Определение феномена кибербуллинга постоянно дополняется с расширением технических возможностей для коммуникации и появлением новых методов агрессии и издевательств в Интернете. Кибербуллинг можно рассматривать как продолжение традиционного буллинга, когда проблема издевательств просто переносится на новую территорию — территорию компьютерных технологий.
Статья признанных авторитетов по теме кибербуллинга Самира Хиндуджа и Джастина Патчина, написанная ранее, так и называлась — «Хулиганы выходят за пределы школьного двора» [Patchin, 2006]. Согласно этим авторам, кибербуллинг — это умышленное и повторяющееся причинение вреда другим лицам с использованием компьютеров, смартфонов и других электронных устройств [Patchin, 2015].
Сравнивая это определение и определение традиционного буллинга, нетрудно заметить, что разница между ними представлена только в инструментах, используемых для реализации издевательств, а сущностные элементы феномена остаются неизменными (преднамеренность, нанесение вреда и повторяемость).
Вместе с тем следует учитывать, что у кибербуллинга есть специфические, свойственные только ему условия реализации. Кибербуллинг имеет как общие с буллингом, так и специфические свойства: повторение, анонимность, дистанционность, большое количество свидетелей.
Кибербуллинг, в отличие от буллинга, имеет размытые границы отношений между жертвой и агрессором, жертва не может контролировать отношения и влиять на ситуацию развития агрессии [Карауш, 2020; Погорелова, 2016].
Эти аспекты учтены в определении кибербуллинга предложенном Каролиной Юдес: кибербуллинг — это враждебное и умышленное поведение, связанное с межличностным насилием, повторяющимся с течением времени и реализуемым с использованием коммуникационных технологий (чат или обмен мгновенными сообщениями, веб-сайты, онлайн игры и т. д.), против сверстников, не способных себя в полной мере защитить [Yudes].
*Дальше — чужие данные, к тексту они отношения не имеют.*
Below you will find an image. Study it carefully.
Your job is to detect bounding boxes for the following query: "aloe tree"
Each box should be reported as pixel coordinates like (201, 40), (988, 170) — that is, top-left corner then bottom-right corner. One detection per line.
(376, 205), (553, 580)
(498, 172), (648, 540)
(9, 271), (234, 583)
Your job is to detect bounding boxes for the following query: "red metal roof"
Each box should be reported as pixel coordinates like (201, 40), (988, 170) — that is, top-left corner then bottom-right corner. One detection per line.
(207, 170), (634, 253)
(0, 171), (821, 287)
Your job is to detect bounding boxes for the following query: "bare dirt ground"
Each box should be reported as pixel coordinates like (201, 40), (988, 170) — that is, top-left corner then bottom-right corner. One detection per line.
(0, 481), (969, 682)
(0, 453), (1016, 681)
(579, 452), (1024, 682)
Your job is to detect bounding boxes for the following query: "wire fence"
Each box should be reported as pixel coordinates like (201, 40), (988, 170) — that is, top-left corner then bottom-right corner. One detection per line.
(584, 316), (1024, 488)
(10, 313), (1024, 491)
Кибербуллинг включает четыре основных компонента: а) умышленное агрессивное поведение; б) повторение; в) неравенство властных полномочий преступника и жертвы; д) использование компьютерных технологий [Kowalski R.M, 2014].
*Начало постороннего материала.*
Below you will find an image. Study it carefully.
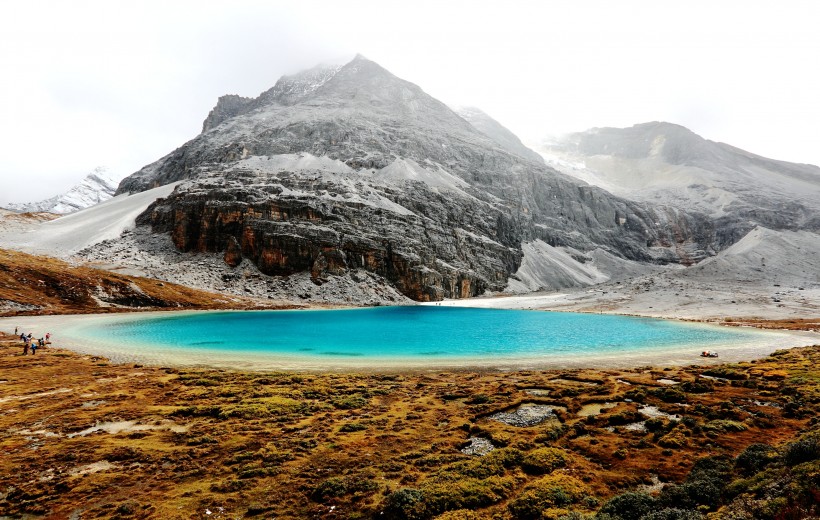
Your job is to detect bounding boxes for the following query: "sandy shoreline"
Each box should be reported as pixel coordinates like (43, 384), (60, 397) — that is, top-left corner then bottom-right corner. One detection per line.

Разнообразная типология кибербуллинга представлена множеством как прямых, так и косвенных форм агрессии: флейминг; домогательства; клевета и распространение слухов; перевоплощение в другое лицо; выманивание конфиденциальной информации и ее распространение; исключение человека из социальной сети или игрового сайта; хеппислепинг, cекстинг и стремление отомстить или намеренно смутить человека, разместив интимные фотографии или видео о нем без его согласия; психологический прессинг по признаку расы, инвалидности, пола, религии или сексуальной ориентации [Карауш, 2020; Bashir Shaikh, 2020; Chen, 2017].
По различным эмпирическим данным и метаанализам, распространенность случаев кибербуллинга колеблется между 10 и 40% в выборках подростков и юношей [Kowalski R.M, 2014].
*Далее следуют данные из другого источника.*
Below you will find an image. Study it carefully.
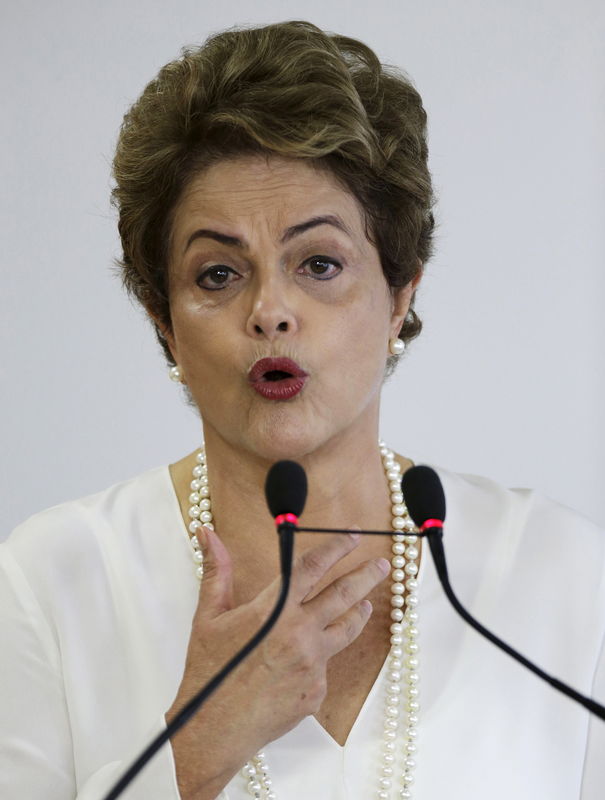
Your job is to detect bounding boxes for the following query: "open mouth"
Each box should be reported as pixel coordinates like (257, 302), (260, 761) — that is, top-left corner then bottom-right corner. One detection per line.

Распространенность кибербуллинга сложно зафиксировать точно из-за обилия его форм, наличия гендерной, возрастной и культурной специфики и того, что нередко участники киберагрессии не воспринимают некоторые негативные формы поведения в Сети именно как кибербуллинг.
Солдатова Г.У., анализируя всероссийское исследование распространенности киберагрессии в рамках Фонда развития интернета в 2013 г., сообщает о том, что каждый четвертый школьник (23%) так или иначе сталкивался с травлей и оскорблениями в Интернете [Солдатова, 2015].
Хломов К.Д. сообщает о том, что только 28,4% подростков сталкиваются с кибербуллингом и большая часть таких встреч происходит в пространстве социальных сетей [Хломов, 2019].
В исследовании Реан А.А. сообщается о 26,2% старших школьников, имевших опыт кибержертвы, и 26,8% школьников, которые сами инициировали агрессивную коммуникацию в Интернете [Реан, 2019].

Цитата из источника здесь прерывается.